Regarding the C language, ask the master of patience to explain each line. Thank you!

Updated on delicacies 2024-03-15
7 answers
  1. Anonymous users2024-02-06

    #include

    main()

    int a[4];Define an array of integers.

    int i,j;

    for(i=0;i<3;i++)

    scanf("%d",&a[i]);

    The above for loop assigns values to array elements a[0], a[1], and a[2] through the keyboard. When the loop exits, the value of i is 3

    a[i]='\0';Assign a[3] a value of 0, paying attention to the characters'\0'The ASCII code value is 0

    for(i=0;i<2;i++) The values of the outer loop i are 0 and 1 in order

    for(j=i+1;j<3;j++) inner loop, when i=0, j=1, 2, when i=1, j=2

    if(a[i]a[i]+=a[j];Equivalent to a[i]=a[i]+a[j];

    a[j]=a[i]-a[j];

    a[i]=a[i]-a[j];

    This is the end of the two-layer loop.

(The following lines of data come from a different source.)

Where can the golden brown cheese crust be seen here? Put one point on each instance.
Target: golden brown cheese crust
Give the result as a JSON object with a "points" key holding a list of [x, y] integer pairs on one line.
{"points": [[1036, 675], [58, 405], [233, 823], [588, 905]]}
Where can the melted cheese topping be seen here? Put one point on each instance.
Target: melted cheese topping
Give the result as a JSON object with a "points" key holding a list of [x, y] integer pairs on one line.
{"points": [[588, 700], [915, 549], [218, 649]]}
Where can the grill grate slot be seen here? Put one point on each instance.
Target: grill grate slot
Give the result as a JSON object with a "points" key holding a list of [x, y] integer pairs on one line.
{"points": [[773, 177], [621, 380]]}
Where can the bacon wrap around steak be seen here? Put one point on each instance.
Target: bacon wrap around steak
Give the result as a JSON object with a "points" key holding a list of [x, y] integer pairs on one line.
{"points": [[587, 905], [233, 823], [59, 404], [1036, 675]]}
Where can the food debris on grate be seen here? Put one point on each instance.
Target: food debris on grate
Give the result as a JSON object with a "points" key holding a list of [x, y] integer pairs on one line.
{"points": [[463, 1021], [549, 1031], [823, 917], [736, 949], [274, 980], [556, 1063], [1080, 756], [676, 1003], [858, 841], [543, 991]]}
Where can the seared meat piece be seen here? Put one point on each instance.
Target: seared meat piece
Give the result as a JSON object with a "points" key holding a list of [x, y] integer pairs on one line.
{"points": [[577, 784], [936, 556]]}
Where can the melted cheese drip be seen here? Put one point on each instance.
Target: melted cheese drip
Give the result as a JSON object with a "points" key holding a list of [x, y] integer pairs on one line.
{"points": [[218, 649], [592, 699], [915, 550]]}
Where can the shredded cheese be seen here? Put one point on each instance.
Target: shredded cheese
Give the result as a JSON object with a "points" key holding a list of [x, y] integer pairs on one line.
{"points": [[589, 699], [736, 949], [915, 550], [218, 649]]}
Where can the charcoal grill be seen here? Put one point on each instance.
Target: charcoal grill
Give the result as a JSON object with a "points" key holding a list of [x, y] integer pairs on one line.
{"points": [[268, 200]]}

    for(i=0;i<3;i++) This loop is used to output the first three elements of the array: a[0], a[1], and a[2].

    printf("%-3d",a[i]);The output format is left-aligned, the width is 3, if the width exceeds 3, it will be automatically broken.

    This is the end of the cycle.

    printf("");Finally, a line break is output.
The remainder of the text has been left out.